Activists, of course, are almost always reactive in the same way. We try to kill the rats, or at least silence them, instead of changing the conditions that encourage them to breed. That requires an entirely different strategy. Even establishing legal guidelines for equality, like overturning the Defense of Marriage Act, is only mid-term thinking. How can we change the whole game?

It seems impossible. It probably is. But shouldn't we let ourselves think about the impossible every now and then? Let our minds loose? I admit I've been reading Emerson, Thoreau, even Oscar Wilde who has more in common with the others than I thought. In some ways he was more farseeing, also more practical. He was an early advocate of socialism, distributing resources so that the poor would be liberated from their poverty and the rich liberated from the stifling weight of their possessions, which would allow everyone to fulfill, he thought, their individual potential. Except he also saw how easy socialism was to hijack, turn into one more version of fascism.

In fact, he all but declared real socialism impossible, before going on to say, "This is why it is worth carrying out, and that is why one proposes it. For what is a practical scheme? A practical scheme is either a scheme that is already in existence, or a scheme that could be carried out under existing conditions. But it is exactly the existing conditions that one objects to; and any scheme that could accept these conditions is wrong and foolish."
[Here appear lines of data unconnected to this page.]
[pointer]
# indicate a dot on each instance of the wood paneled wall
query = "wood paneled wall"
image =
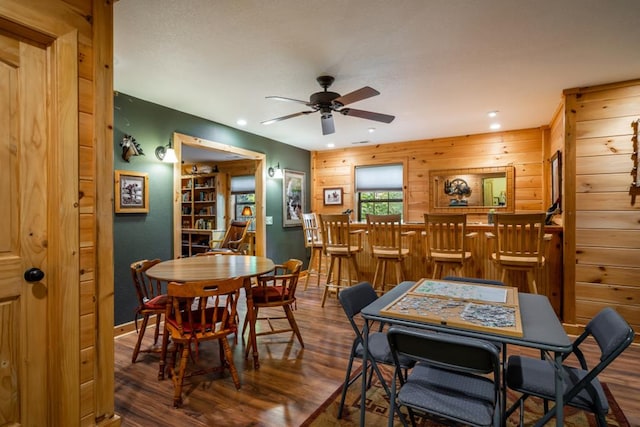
(600, 212)
(522, 149)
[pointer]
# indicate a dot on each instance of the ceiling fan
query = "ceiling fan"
(327, 102)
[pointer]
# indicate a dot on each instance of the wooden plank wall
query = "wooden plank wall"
(607, 223)
(522, 149)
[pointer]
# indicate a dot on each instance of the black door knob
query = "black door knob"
(33, 275)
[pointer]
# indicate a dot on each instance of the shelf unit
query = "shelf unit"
(202, 210)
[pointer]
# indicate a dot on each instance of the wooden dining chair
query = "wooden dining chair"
(386, 238)
(447, 242)
(519, 244)
(151, 302)
(234, 238)
(341, 245)
(312, 241)
(197, 312)
(276, 289)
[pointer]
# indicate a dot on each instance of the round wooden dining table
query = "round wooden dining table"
(216, 267)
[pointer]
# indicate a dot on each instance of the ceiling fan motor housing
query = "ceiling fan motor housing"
(323, 99)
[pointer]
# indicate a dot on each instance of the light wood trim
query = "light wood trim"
(569, 209)
(103, 413)
(64, 225)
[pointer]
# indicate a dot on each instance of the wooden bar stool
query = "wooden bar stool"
(520, 244)
(446, 242)
(313, 241)
(339, 246)
(385, 239)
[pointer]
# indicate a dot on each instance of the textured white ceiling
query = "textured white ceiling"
(440, 65)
The bigger question is why Americans have given up on utopias. (And queers on liberation). Communism, of course, gave utopias a bad name. Slaughters and tyranny will do that. We had a brief, drug-fueled wave of optimistic thinking in the Sixties and Seventies. Now, our only politics is that of the possible.

Why? Maybe we really believe everything important has already been done, and now all we have to do is refine things a little. Or maybe both the Right and the Left have come to prefer dystopias, and visions of the end of the world. On one side they scream, my god, the Muslims are coming, or Muslim black commie socialists. On the other, watch out for the reign of Sarah Palin. Or Gingrich. Whatever the devil is du jour.

We've ceded our imaginations to the rats. But they are only good for comic relief. Like the ones in my neighborhood, that jump out at unsuspecting partiers on the street as they scurry from parked car to garden to garbage heap.